NEW YORK — On Friday, a crowd of artists, locals, curious small children, and magazine editors-playing-hooky thronged to 86th street at Rockaway Beach to see what sort of sand castles the contemporary art world can build. The competitive event, the brainchild of Creative Time, was the first in what promises to be an annual tradition. Cool artists such as Jen DeNike and Ryan McNamara, working in teams, each had roughly three hours to turn a large mass of sand into conceptual gold. The end results were much like an average trip to Chelsea: Spurts of brilliance intermingled with some middle-of-the-road efforts and the occasional flop.
Clearly what constitutes a "castle" was up for debate. Dustin Yellin, who is in the midst of launching a “utopian art center” in Red Hook, Brooklyn, used his allotted space to construct a combination salon and bowling alley. Strangers got their hair snipped in a makeshift sand salon whose ‘walls’ were festooned with pictures from books about sharks and the military. Tom Sachs, perhaps the biggest name on the roster, went down instead of up, digging a deep hole in the ground next to a wooden sign reading CHINA. (The cutesiness of Sachs’s gesture was leavened by the very real fear that the whole thing would collapse on the artist and his companions, busy excavating the sand bucket by bucket.) Snarkitecture started with promise — their team had lots of fancy measuring devices and other technical apparatuses — though their final structure came out a bit lumpy, a kind of rough pyramid shot through with plastic tubes and topped off with four silver foil flags.

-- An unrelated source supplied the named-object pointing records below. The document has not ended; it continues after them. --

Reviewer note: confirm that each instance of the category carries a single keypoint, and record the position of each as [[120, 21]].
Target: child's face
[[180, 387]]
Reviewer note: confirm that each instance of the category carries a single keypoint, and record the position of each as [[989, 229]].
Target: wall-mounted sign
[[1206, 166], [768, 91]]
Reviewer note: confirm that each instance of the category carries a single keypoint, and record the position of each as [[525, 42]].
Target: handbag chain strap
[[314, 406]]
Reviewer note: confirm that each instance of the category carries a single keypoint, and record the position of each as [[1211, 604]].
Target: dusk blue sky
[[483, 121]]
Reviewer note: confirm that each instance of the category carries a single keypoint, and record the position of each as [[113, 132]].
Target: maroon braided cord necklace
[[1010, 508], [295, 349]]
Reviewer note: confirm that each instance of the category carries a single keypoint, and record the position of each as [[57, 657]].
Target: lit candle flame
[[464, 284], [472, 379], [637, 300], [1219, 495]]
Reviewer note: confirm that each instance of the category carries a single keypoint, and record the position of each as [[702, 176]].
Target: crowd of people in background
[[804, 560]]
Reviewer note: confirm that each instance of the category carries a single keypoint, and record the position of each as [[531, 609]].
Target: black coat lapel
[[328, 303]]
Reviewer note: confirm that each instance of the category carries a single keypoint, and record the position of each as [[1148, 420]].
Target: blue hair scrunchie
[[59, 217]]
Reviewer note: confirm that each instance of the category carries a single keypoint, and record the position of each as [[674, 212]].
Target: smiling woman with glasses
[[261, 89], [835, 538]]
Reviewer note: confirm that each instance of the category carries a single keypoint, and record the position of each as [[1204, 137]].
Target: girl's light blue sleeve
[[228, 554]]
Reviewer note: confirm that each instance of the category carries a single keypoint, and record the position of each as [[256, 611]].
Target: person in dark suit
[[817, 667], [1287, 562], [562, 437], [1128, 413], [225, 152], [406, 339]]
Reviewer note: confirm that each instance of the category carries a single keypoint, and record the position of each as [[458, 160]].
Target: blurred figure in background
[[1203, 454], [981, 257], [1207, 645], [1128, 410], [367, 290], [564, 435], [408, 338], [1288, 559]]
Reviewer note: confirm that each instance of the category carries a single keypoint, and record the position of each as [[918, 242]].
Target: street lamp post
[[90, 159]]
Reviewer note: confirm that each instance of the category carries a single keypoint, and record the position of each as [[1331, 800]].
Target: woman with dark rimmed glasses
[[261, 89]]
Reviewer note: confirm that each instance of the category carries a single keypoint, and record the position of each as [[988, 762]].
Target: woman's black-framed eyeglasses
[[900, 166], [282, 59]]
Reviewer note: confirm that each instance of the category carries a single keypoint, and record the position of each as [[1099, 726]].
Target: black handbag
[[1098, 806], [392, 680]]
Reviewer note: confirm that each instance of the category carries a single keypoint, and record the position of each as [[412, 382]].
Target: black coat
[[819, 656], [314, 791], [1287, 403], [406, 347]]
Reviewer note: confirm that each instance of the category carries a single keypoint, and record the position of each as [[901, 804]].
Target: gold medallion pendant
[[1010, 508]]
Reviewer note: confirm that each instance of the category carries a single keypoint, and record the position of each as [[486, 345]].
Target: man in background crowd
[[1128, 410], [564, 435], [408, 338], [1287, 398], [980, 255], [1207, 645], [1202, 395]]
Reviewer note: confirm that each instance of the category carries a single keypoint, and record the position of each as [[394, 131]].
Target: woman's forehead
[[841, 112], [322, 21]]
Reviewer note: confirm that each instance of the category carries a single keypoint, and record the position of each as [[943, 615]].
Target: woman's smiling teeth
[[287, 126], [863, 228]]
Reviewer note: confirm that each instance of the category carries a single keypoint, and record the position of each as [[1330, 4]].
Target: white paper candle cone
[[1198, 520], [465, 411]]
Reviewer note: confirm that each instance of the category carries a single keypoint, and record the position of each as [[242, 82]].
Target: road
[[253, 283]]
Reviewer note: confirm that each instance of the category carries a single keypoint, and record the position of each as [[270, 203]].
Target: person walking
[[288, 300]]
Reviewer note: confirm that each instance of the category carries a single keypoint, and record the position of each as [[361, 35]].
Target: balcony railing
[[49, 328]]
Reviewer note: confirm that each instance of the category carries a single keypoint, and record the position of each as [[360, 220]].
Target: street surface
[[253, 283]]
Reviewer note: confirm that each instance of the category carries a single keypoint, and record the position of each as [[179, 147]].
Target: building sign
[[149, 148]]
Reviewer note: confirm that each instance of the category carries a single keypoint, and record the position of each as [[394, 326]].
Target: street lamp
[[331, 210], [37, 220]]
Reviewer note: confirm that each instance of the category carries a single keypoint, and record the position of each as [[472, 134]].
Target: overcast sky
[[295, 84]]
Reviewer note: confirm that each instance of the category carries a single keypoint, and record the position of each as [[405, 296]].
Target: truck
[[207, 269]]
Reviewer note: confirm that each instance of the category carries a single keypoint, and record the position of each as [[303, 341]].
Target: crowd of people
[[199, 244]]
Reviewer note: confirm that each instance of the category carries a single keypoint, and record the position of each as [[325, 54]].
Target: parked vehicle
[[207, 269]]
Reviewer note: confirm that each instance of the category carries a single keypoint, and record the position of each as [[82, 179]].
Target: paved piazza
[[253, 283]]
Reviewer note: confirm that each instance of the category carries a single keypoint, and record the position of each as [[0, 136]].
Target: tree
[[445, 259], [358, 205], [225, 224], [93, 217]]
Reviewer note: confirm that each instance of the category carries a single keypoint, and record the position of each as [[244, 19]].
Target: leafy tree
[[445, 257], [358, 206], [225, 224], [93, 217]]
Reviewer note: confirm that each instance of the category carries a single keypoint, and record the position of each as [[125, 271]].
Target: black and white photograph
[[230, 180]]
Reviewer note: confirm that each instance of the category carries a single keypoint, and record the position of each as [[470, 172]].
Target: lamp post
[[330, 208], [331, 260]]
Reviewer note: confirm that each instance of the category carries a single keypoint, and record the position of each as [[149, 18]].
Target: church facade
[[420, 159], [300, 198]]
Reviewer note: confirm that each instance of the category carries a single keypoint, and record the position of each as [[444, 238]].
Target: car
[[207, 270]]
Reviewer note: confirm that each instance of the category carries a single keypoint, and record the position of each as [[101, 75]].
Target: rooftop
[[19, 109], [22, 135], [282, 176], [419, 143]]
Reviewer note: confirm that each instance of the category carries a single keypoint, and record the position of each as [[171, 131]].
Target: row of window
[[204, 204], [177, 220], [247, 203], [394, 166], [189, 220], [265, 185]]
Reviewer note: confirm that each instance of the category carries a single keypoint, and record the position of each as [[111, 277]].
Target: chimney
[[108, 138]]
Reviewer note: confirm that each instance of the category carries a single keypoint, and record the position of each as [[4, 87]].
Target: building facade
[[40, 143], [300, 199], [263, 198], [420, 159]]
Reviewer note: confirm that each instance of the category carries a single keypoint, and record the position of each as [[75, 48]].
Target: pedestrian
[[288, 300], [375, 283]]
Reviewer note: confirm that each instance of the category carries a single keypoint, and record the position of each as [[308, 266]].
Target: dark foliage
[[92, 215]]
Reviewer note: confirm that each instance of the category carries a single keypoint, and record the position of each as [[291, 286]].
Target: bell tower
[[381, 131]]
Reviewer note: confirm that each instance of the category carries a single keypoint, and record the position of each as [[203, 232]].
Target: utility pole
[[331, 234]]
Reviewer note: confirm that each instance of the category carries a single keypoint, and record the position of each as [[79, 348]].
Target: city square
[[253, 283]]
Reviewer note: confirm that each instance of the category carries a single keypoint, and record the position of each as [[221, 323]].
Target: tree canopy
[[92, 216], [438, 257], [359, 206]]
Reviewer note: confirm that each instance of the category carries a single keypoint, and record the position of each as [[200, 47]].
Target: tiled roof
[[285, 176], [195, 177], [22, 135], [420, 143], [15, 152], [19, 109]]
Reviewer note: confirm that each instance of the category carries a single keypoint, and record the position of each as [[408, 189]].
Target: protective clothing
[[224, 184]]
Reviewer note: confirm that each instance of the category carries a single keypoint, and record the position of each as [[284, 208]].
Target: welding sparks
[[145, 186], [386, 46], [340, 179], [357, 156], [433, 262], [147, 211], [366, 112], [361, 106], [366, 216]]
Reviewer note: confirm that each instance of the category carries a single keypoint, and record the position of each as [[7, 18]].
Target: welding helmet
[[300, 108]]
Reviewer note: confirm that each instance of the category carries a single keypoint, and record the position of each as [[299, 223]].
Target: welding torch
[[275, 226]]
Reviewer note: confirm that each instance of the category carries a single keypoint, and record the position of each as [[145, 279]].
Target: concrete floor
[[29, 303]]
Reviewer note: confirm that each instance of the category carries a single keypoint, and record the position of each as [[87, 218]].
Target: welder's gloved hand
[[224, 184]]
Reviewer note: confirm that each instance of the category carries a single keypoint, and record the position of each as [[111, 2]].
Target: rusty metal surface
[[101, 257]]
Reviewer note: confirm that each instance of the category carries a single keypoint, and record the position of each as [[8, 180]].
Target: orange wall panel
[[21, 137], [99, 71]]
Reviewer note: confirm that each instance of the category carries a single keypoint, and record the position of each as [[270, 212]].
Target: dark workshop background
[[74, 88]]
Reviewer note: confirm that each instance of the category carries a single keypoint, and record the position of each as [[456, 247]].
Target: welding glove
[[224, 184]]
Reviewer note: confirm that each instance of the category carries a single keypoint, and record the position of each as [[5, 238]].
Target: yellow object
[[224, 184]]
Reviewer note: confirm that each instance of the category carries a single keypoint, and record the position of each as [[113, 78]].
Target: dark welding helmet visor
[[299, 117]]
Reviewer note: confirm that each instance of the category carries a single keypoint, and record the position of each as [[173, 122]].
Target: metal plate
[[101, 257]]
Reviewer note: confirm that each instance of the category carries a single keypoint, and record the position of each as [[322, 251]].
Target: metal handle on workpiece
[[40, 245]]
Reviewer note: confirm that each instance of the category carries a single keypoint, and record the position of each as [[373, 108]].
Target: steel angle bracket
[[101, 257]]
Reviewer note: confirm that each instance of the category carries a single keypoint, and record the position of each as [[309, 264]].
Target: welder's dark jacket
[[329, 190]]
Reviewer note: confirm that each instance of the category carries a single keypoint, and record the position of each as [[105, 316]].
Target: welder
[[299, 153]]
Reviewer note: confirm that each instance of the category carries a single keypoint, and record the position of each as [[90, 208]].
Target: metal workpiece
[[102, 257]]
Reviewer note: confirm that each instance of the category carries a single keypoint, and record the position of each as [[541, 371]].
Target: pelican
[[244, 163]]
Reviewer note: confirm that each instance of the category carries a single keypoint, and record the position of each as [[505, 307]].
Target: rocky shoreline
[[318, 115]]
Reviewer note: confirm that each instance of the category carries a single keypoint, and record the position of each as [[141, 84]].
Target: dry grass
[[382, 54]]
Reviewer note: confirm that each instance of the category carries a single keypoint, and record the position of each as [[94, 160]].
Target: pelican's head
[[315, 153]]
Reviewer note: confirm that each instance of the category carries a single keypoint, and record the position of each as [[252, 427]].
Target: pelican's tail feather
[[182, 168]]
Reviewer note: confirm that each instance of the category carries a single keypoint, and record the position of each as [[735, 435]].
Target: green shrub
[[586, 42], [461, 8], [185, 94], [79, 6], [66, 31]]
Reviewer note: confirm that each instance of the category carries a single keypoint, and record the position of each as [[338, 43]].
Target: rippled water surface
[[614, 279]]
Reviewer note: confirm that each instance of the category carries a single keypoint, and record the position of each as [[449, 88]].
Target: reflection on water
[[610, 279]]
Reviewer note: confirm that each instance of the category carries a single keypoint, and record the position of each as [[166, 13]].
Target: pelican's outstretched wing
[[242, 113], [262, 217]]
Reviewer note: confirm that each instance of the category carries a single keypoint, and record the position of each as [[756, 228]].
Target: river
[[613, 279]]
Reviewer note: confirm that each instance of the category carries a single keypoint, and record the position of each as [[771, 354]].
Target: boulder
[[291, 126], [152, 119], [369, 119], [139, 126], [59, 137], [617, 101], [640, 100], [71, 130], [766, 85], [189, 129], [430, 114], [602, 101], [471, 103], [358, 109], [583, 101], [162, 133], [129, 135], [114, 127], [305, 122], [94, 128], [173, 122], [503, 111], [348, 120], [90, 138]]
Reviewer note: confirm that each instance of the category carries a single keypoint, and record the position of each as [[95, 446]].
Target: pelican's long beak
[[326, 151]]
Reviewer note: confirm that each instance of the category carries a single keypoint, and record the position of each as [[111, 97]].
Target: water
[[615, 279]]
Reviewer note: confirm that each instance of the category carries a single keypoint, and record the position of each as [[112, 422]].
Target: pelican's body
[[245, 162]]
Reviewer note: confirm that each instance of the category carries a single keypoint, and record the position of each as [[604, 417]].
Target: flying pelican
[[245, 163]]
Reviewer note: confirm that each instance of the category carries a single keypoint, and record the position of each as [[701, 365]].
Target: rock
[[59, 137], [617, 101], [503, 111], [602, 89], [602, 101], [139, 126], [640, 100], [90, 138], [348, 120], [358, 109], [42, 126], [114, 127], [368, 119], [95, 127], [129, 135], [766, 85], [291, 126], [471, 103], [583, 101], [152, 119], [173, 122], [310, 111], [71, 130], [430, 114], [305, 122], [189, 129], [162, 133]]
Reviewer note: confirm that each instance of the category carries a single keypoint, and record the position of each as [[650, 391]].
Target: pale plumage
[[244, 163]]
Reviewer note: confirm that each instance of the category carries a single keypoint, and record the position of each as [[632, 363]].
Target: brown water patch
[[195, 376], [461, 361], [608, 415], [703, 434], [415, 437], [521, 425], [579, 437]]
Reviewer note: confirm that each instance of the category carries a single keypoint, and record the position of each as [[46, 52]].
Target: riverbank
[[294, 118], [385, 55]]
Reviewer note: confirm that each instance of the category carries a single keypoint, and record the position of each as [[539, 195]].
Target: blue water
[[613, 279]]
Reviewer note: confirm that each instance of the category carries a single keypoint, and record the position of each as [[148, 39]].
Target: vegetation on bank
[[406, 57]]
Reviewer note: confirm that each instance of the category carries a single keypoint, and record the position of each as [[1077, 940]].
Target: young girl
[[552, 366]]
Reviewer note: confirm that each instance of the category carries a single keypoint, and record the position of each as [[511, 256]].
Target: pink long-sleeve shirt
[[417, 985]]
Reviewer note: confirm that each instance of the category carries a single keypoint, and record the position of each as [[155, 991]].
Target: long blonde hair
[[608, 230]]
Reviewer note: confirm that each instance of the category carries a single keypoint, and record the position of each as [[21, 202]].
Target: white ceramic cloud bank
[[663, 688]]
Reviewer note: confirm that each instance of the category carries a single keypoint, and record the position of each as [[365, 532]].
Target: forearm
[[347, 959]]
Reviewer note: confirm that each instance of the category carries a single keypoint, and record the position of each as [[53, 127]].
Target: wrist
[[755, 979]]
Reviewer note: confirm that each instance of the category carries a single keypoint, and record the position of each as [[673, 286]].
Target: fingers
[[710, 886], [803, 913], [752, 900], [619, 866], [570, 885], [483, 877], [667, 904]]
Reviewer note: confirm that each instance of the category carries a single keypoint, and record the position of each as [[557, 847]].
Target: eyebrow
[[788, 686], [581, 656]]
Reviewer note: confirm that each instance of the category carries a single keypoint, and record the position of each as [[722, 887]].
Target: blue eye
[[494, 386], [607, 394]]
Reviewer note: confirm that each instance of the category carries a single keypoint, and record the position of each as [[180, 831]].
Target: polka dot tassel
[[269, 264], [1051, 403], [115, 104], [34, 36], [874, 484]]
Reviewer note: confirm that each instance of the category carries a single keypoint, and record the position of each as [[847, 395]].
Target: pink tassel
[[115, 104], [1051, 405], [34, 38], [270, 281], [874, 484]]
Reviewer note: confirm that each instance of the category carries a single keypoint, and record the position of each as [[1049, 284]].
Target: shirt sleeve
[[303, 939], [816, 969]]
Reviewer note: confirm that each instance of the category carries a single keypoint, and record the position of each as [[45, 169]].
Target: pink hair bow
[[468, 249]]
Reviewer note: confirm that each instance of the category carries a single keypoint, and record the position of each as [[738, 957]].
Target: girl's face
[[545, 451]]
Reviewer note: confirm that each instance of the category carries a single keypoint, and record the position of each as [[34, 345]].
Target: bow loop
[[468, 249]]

Jen DeNike — who won the bronze medal in the competition — busied herself with a figurative sculpture of a reclining female. Shelter Serra, working with only one assistant, looked serious and intent as he labored on his sand sculpture, which ended up being one of the day’s only truly castle-like castles. (Serra’s explanation of his inspirations — something to do with 16th-century German castles inspiring Walt Disney, we think — was swallowed up by the wind. “It’s history!” clarified MC Nato Thompson, which was sufficient for the crowd.) Ryan McNamara buried David Velasco and Cecilia Dean beneath a solid mass of sand, and Kenya (Robinson) dug the event’s second big hole, this one criss-crossed with a web of strings. The silver medal went to William Lamson, who created a large, smooth cone shape that represented Sand Minimalism at its finest. And the gold was awarded to a team lead by Paul Outlaw and Jen Catron, who built a living sculpture that referenced Bruce Nauman’s “Self Portrait as a Fountain.”
Afterward the castle-builders and hangers-on headed to boardwalk bar Ripper’s (official slogan: Titties and Beer) for an after party that included impromptu pole dancing and a lap dance from a gentleman who had cut the ass out of his pants. Clearly, the magic of Rockaway Beach was in full effect.